Roadmap to the Future

Jeff Brown
|
Mar 20, 2025
|
The Bleeding Edge
|
5 min read


The annual NVIDIA GPU Technical Conference, now known as GTC, has become the most important technology event of the year.

Yes, there is always going to be a bunch of marketing fluff like what we examined in yesterday’s Bleeding Edge – The “Killer App” for the Automotive Industry, but there is always substance. It’s as foundational as a roadmap for the future.

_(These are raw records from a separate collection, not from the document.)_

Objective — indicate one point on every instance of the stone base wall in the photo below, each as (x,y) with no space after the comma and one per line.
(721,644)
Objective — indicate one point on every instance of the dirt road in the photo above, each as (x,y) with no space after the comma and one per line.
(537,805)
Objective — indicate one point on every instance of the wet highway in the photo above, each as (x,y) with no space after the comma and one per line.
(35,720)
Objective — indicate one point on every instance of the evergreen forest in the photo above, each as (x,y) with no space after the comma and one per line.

What’s happening in the world of computing and artificial intelligence (AI) is a picture-perfect manifestation of exponential growth. It’s happening so fast that it’s difficult to grok the implications.

100X Compute Demand

NVIDIA CEO Jensen Huang made the point this week at the GTC conference in his keynote. Data center capital expenditure (Capex) forecasts for the future have increased. Regardless of efficiency improvements, almost all previous forecasts have been too conservative.

By 2029, total data center capital expenditures will exceed $1 trillion a year.

Source: NVIDIA

Spend was around $250 billion in 2023. That’s a 4X increase in spend in six years from already elevated levels of investment.

But the far easier bullet point to understand is encapsulated in a great quote from Huang:

The amount of computation needed is easily 100 times more than we thought we needed at this time last year.

It’s a remarkable point. Not only because it’s true, but because an industry insider like Huang with access to incredible resources, grossly underestimated how much demand there was going to be from the industry.

Please, don’t let anyone fool you. Don’t listen to the AI doomers, de-growthers, or decels. It doesn’t matter if there are tariffs, taxes, or fair trade agreements. War or peace. Massive fraud and corruption in the U.S. government. Government efforts to eradicate it.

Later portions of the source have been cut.